In the mid 1960s, benefitting from the more liberal climate after Vatican II, she was permitted to attend Chelsea Art School, where she enjoyed the bohemian scene. She then went to Reading University to study typography and ergonomics, but in 1970 discovered the cause that was to occupy the rest of her life: the Northern Ireland civil rights movement, and specifically the rights of republican prisoners. Her reverend mother allowed her to join NICRA and she was briefly the movement's London secretary before becoming disillusioned with it, and leaving to work alone for many years, liaising with activists such as Fr Denis Faul (qv). After her 1973 visits to the Price sisters and others accused of the Old Bailey bombings, she was not permitted to meet category A prisoners, but would bring letters and parcels for them, act as a contact for their families, and lobby politicians about their conditions.
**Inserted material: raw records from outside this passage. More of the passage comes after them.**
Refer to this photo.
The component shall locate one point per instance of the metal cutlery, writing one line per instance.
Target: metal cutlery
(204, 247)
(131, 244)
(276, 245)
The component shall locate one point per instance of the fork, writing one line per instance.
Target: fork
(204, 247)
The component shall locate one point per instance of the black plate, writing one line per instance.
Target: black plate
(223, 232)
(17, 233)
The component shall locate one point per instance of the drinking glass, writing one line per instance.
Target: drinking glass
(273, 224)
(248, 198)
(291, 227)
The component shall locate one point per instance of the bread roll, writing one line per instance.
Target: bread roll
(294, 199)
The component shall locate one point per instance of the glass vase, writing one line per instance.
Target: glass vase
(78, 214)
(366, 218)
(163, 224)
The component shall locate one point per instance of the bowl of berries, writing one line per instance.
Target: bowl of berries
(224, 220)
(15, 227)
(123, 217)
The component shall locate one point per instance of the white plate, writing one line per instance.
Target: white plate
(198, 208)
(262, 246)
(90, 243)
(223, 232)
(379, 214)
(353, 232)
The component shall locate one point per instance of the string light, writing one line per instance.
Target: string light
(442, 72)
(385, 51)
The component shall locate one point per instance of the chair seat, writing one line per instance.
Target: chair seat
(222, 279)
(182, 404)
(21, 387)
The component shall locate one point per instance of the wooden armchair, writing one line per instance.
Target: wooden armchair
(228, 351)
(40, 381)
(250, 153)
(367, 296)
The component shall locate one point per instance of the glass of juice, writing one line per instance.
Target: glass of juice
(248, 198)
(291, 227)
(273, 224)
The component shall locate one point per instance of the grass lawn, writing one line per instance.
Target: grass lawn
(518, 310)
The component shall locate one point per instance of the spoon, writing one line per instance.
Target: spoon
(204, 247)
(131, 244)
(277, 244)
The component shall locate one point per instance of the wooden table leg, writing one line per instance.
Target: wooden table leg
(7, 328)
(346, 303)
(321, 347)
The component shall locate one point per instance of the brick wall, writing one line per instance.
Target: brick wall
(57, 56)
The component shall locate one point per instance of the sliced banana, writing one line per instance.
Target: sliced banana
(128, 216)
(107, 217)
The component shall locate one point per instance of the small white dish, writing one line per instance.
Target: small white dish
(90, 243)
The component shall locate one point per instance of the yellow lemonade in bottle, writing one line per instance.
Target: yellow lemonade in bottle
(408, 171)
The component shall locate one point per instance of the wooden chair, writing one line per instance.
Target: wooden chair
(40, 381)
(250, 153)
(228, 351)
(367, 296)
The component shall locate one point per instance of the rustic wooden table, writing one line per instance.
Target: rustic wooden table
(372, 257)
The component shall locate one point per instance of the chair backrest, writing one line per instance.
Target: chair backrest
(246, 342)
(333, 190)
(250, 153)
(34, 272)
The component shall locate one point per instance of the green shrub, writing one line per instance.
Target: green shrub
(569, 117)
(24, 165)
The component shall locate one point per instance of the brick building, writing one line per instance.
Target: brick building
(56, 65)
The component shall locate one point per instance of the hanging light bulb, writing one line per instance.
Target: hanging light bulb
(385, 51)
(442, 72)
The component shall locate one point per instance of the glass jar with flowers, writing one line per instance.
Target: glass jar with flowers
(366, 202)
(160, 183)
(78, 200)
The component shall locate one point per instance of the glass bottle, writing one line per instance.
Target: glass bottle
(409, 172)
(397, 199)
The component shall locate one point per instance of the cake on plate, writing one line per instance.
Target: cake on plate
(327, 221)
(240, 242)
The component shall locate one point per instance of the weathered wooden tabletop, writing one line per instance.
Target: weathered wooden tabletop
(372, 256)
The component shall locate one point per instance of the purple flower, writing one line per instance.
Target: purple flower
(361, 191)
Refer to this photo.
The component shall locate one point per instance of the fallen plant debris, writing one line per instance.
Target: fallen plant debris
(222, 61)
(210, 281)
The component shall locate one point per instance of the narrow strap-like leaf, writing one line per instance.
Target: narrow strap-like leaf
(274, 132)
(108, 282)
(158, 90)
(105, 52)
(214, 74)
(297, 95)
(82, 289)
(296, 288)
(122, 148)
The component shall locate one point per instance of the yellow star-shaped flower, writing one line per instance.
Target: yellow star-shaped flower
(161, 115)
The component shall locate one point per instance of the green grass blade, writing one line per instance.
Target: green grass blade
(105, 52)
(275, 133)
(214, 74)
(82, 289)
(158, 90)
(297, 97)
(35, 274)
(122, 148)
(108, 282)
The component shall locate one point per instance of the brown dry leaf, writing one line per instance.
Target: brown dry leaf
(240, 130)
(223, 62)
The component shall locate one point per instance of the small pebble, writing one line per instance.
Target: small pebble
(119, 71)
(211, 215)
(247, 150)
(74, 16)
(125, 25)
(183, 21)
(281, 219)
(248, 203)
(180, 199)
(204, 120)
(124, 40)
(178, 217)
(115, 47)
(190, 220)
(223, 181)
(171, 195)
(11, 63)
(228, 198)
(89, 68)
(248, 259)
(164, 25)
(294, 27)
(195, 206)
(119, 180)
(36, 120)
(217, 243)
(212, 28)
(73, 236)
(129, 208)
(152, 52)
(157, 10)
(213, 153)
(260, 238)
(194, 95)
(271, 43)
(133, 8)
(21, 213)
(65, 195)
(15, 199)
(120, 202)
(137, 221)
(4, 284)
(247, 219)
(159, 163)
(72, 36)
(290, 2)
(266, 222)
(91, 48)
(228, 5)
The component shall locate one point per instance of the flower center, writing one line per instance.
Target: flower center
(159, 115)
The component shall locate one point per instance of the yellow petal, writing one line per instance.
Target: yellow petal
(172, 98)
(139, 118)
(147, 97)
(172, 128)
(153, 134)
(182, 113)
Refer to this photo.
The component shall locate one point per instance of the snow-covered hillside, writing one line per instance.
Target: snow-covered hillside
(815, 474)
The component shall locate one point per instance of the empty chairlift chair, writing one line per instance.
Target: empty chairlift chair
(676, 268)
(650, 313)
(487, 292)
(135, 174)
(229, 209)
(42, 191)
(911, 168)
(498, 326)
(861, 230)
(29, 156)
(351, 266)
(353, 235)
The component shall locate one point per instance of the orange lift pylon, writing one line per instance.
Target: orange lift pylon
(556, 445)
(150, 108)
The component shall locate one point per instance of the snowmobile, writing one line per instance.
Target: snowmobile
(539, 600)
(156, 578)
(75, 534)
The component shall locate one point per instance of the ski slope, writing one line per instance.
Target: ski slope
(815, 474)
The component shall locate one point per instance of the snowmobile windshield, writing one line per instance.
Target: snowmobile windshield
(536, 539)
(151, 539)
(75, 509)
In 1976 her order released her from teaching duties and allowed her to buy a car. A few years later she helped set up the Relatives and Friends of Prisoners Committee, which had as its principal aim the repatriation of republican prisoners to Ireland.
From the late 1970s she achieved renown because of her leading role in the campaigns to clear the names of the Guildford Four, Maguire Seven, and Birmingham Six. In 1978 the prison authorities gave her permission to visit Giuseppe Conlon and she was one of the last people to see him alive before his death (23 January 1980). A BBC programme about her was broadcast 1 July 1981, and she also helped the journalists Chris Mullen and Ronan Bennett in their books on the cases. When the Guildford Four's convictions were finally quashed (October 1989), Paul Hill was asked to pose for the Observer newspaper. He agreed on condition Sr Sarah pose with him, and the photo appeared on the front page. Paddy Hill of the Birmingham Six called her ‘the Joan of Arc of British prisons’.
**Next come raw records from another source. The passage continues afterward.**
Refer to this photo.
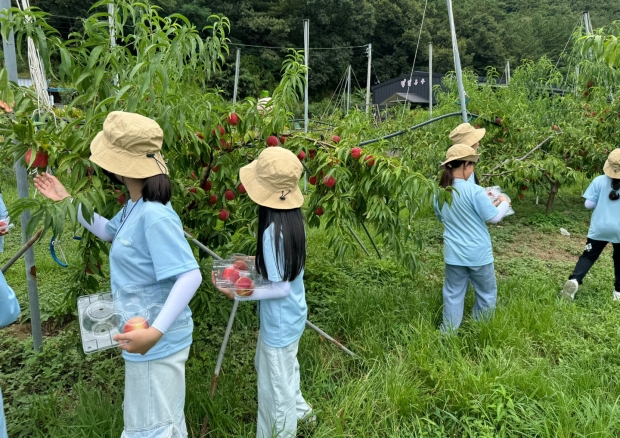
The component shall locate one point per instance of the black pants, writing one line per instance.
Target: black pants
(590, 255)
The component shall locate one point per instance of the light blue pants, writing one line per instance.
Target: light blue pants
(2, 420)
(154, 401)
(455, 286)
(280, 403)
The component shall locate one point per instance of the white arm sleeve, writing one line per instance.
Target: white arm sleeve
(181, 293)
(97, 226)
(278, 289)
(503, 209)
(590, 204)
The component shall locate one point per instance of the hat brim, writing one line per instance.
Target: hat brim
(266, 196)
(609, 170)
(472, 158)
(111, 159)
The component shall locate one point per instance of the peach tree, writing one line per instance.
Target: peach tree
(160, 67)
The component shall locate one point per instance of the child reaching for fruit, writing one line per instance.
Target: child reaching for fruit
(468, 254)
(148, 248)
(272, 181)
(603, 227)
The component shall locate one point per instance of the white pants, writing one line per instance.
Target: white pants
(280, 403)
(155, 398)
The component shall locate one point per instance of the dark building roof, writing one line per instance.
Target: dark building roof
(412, 88)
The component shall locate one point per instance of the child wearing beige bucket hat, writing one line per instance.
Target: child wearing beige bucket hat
(149, 253)
(468, 254)
(272, 181)
(603, 198)
(470, 136)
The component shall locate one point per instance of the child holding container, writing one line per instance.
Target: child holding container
(272, 181)
(149, 252)
(601, 197)
(468, 253)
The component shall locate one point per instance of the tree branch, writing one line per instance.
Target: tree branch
(508, 160)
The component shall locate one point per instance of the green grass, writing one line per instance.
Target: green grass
(541, 367)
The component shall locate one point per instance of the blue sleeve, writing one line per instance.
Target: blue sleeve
(112, 226)
(3, 210)
(170, 252)
(269, 255)
(437, 211)
(483, 205)
(594, 190)
(9, 306)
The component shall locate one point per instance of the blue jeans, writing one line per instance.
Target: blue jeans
(280, 402)
(455, 286)
(155, 397)
(2, 420)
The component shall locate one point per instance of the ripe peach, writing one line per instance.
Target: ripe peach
(135, 323)
(245, 286)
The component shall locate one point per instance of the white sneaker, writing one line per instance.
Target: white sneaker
(570, 289)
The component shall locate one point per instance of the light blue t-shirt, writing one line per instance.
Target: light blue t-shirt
(466, 238)
(148, 251)
(3, 213)
(604, 224)
(282, 320)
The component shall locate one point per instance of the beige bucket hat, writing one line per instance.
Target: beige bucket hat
(612, 165)
(272, 180)
(467, 134)
(460, 152)
(129, 145)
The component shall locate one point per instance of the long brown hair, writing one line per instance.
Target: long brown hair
(447, 177)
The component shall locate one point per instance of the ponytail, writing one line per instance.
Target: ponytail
(157, 189)
(447, 177)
The public vindication of these high-profile prisoners helped to validate Sr Sarah's work, but she herself was always adamant that she did not discriminate between the guilty and innocent. This sprang from her understanding of Christ's message, which she often quoted: ‘I was sick and in prison and you visited me’, but she was also influenced by her nationalism. Her autobiography, No faith in the system (1995), shows some sympathy for republicanism: she blamed the IRA bombings on grave injustices in the six counties and wrote that until 1994 ‘the British government did not take Irish nationalists seriously enough to enter into talks with them’ (Clarke, 32), which ignores the many talks held with the SDLP and the meetings between William Whitelaw (qv) and the IRA in 1973.
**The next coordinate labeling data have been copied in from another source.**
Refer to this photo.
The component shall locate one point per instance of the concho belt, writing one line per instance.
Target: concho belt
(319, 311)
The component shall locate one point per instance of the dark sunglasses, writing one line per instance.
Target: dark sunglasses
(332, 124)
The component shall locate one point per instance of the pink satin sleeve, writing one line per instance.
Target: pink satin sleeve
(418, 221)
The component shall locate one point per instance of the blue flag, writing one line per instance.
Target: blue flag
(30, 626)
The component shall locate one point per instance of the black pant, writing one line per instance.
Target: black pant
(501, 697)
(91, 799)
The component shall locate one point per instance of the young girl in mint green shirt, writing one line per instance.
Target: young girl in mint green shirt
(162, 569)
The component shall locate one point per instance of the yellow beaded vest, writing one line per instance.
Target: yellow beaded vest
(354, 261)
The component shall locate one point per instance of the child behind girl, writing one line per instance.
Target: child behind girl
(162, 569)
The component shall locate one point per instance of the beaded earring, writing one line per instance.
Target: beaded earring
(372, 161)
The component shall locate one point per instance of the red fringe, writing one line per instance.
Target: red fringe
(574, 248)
After 1995 she was cleared to visit three category A prisoners and, although she went blind in old age, she continued her work. In December 2001 she was awarded the Pro Ecclesia et Pontifice cross by the pope, and three months later she died (4 February 2002) in London. The Irish ambassador to Britain, Daithi Ó Ceallaigh, and four MPs including Ken Livingstone, mayor of London, attended her requiem mass in Camden Town on 11 February, after which her remains were brought to Ireland, where the taoiseach, Bertie Ahern, a former taoiseach, Albert Reynolds (qv) (who had provided the introduction to her autobiography), and Paul Hill joined relatives and friends at the airport mortuary before her burial near the River Shannon in Co. Galway.